During your stay, a trip to Thommankuthu Waterfall is a must. A 30-minute drive away from Dewalokam, this eco-tourism spot has been well-developed and maintained. Trees reach great heights here and solid old creepers twist and turn their way up thick trunks while gnarly roots appear here and there along the path, so watch your step. While you don’t need to be in peak physical condition for this walk, it’s not for those who tire easily or can’t scramble over a few boulders every now and then. Along the way you’ll see gentle cascades as well as gushing waterfalls. It can get quite humid and sweaty, so I would advise you to wear comfortable clothes and shoes with a good grip. This outing definitely worked up my appetite and I was looking forward to a very filling lunch back at the homestay.

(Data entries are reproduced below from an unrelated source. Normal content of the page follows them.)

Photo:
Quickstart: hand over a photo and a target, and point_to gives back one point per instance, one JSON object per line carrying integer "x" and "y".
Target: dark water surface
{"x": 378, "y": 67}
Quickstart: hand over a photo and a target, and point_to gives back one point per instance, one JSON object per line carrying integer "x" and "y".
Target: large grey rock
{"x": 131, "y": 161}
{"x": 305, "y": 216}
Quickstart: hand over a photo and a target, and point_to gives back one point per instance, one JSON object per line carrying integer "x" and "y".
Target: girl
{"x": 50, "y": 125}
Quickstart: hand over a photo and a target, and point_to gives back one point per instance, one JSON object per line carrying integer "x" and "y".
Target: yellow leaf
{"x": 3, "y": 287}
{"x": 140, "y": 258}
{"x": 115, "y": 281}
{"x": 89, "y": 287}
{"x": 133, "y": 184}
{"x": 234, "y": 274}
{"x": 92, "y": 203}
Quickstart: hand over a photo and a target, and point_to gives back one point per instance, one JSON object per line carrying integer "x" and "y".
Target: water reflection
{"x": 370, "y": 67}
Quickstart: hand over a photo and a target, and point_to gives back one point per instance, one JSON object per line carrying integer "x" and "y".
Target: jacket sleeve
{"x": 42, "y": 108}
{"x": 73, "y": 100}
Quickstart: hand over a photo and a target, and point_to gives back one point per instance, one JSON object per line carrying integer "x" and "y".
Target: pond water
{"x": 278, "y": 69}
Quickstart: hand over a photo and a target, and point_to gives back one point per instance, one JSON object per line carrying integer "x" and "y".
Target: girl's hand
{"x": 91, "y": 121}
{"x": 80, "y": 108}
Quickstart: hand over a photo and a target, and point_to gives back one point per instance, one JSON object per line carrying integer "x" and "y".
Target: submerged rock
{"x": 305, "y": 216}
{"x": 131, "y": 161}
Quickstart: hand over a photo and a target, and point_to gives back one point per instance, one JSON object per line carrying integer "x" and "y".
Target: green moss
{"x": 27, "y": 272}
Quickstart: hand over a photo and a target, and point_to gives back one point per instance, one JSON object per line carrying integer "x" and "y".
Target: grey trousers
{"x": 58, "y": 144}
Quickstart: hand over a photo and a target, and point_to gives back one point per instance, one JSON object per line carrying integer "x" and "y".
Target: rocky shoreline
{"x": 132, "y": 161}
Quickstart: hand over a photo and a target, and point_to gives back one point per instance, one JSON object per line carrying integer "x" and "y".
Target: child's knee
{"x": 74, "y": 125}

A traditional sadya lunch is served to guests at least once during their stay. Mealtimes are a communal affair here, giving you a chance to interact with people from around the world. I was really looking forward to this meal because I’d last eaten sadya at my best friend’s wedding six years earlier. I clearly remember devouring everything that had been put on my plate including two or three portions of dessert. Served on a fresh banana leaf, fluffy grains of Keralan rice are accompanied by at least 10 different vegetarian dishes made from beetroot, banana, pumpkin, yam, drumsticks and lentils as well as chutney, pickle and papadam. You may want to skimp on breakfast the day sadya is being served for lunch.
After a hearty lunch, Jose showed me the last section of the original house that I could see from my room’s window. Built entirely from teak wood, there are three rooms in this single-storey building, each with a bathroom cum open-aired shower area. While maintaining it requires a lot of work, it does give guests a chance to experience living in a traditional house.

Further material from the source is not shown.